German Inflation Hysteria Mysteriously Missing Before Vote
Germany’s sudden spike in pandemic-induced inflation is prompting a noticeably less hysterical response than the country is used to.
Against the backdrop of the most pivotal election in a generation -- bringing the chancellorship of Angela Merkel to a close -- climate-change policies, infrastructure, high rents and taxes are the most significant economic issues. The fastest consumer-price jump since 2008 isn’t so prominent, even though media have highlighted the surge.
That marks a shift from traditional fears of lax southern European-style economics, infused with worries of 1920s Weimar-Republic hyperinflation, that caused alarm during the euro-zone debt crisis in the previous decade, according to academics including Ferdinand Fichtner of Berlin’s University of Applied Sciences.
“It’s surprisingly quiet compared to what you would have expected 10 years ago,” he said. “The outcry could have been louder. As far as the election is concerned, the topic may even be over because there’ll be no new inflation numbers.”
If the less emotive tone persists, it will be a relief for the European Central Bank, which has long been a political football in Germany over its crisis policies and negative interest rates. In 2012, its then chief, Mario Draghi, was given a Prussian helmet by tabloid Bild Zeitung as a reminder of his duty to adhere to the country’s inflation discipline.
In evidence of more sanguine politics, a televised debate on Sunday between candidates vying to replace Merkel after the Sept. 26 vote didn’t even mention inflation specifically. Strike action by railway workers demanding a raise hasn’t featured much rhetoric about rising prices either.
The populist AfD has also failed to capitalize on attempts to draw attention to inflation, a phenomenon that senior official Alice Weidel described as “the most antisocial form of redistribution.” The party remains in fifth place with support around 11% in opinion polls.
Politicians have mentioned inflation more after it accelerated to 3.4% in Aug. 30 data. The ECB’s “zero-interest rate policy can’t be continued, particularly when we see higher inflation,” Friedrich Merz, economics spokesman for Merkel’s conservative CDU, said on Wednesday in Stuttgart alongside the party leader, Armin Laschet.
The two unveiled an eight-point economic program, but monetary policy and their assertion of taking rising inflation “very seriously” figured last in the plan, and they received no questions on it.
Meanwhile the Social Democrat front-runner, Olaf Scholz, said last week that inflation must be monitored closely, though he and the rival Greens have focused more on spiraling rents.
The lack of intensity there reflects citizens’ priorities, not least in the first election for voters born since the advent of the euro. When asked about the biggest problems facing Germany, 43% of respondents cited climate and the environment, 30% the pandemic and only 6% the economic situation, according to a ZDF poll that closed on Sept. 10.
That’s all the more remarkable because media have frequently headlined consumer prices, which are rising faster now than in 2011, when public alarm was pronounced.

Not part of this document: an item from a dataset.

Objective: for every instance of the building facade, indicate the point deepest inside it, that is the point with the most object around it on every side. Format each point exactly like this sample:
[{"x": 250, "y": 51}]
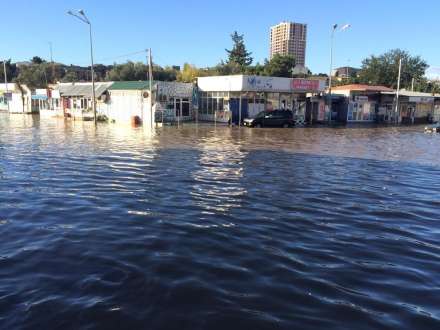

“Some newspapers like to campaign against high inflation rates and awaken old spirits, but the discourse has also changed,” said Philipp Heimberger, an economist at the Vienna Institute for International Economic Studies. “The public debate on economic policy and inflation is different.”
People still worry about consumer prices, but not as much as they used to. In a poll finished in July entitled “Fears of the Germans” by insurance company R+V Versicherung AG, 50% were concerned about rising living costs, down from 76% in 2008.
Inflation concerns are understandable, said Peter Bofinger, professor at the University of Wuerzburg and a former member of the country’s council of economic experts. Germans are vulnerable to low interest rates and rising prices because so few are homeowners, he observed.
“If you didn’t buy a house, it can be frustrating to think you missed out, now inflation is accelerating,” Bofinger said. “There’s a rational core to the idea that you have to fear inflation more in Germany than in Spain.”
Heimberger credits the appointment of Isabel Schnabel, one of a new generation of German economists, to the ECB Executive Board since early 2020 as helping change the tone.
It’s “important to offer a factual explanation for the recent price increases and an assessment of future risks, especially in Germany, where many supposed experts and the media are again rousing people’s fears,” she told business people on Monday in the south west. “Persistently excessive inflation, as feared by some, remains highly unlikely.”
The temperature of debate could still rise. Germany’s Bundesbank reckons inflation may reach as high as 5% later this year. Even sooner, with less than two weeks until the vote, there’s time for consumer-price angst to flare up.
“Before an election, topics tend to get sensationalized,” said Florian Kern, director of Dezernat Zukunft, a Berlin think tank promoting new thinking on economic issues. Still, “I do believe that it’s possible to calm the debate with education.”